Angel Hernandez, a striking catering worker said of the student-led protests: ‘That’s awesome that they’re out here supporting us. ‘That made me feel so good, sentimental, respected from the community, the students. I love them.’
Divinity School students, with yellow flowers adorning their hair and buttonholes, walked to the Science Centre Plaza while singing ‘Lean On Me’ and ‘We Shall Overcome.’
Striking worker Aaron Duckett also spoke at the rally. He criticised Harvard for what he said was its stingy treatment of employees. He received loud applause from the crowd. Duckett said: ‘We used to get a turkey on Thanksgiving from Harvard but over the years that turkey got smaller and smaller and smaller until now we get no turkey.

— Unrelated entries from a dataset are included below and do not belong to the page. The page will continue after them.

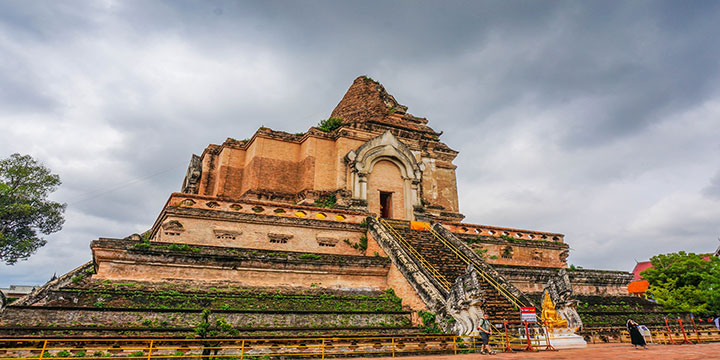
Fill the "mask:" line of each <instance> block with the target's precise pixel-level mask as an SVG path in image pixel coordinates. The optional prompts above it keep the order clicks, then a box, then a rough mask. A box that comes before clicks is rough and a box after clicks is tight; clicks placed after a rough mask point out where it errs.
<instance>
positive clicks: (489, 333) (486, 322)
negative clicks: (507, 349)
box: [478, 314, 495, 355]
mask: <svg viewBox="0 0 720 360" xmlns="http://www.w3.org/2000/svg"><path fill="white" fill-rule="evenodd" d="M488 318H490V316H488V314H483V318H482V319H480V322H479V323H478V331H479V332H480V339H482V347H481V348H480V353H481V354H490V355H495V351H493V349H491V348H490V334H492V327H491V326H490V320H488Z"/></svg>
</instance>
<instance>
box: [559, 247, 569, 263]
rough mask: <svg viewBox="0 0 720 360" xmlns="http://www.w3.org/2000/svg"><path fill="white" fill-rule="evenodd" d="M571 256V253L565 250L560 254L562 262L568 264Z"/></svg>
mask: <svg viewBox="0 0 720 360" xmlns="http://www.w3.org/2000/svg"><path fill="white" fill-rule="evenodd" d="M569 255H570V251H568V250H565V251H563V252H561V253H560V261H562V262H567V257H568V256H569Z"/></svg>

‘This is representative of Harvard’s attitude towards us, but now, instead of taking a turkey away from us, they want to take away our health care. We don’t want to give up that turkey, we don’t want to give up that health care,’ he added.
John S. Martin, a HUDS worker in Annenberg dining hall known affectionately by many Harvard students, also spoke at the rally. Martin said he is striking for his wife and two children. ‘My son is diagnosed with autism, and with Harvard’s health care I won’t be able to afford it,’ he said. ‘I’m fighting for my son, I’m fighting for myself, I’m fighting for my co-workers.’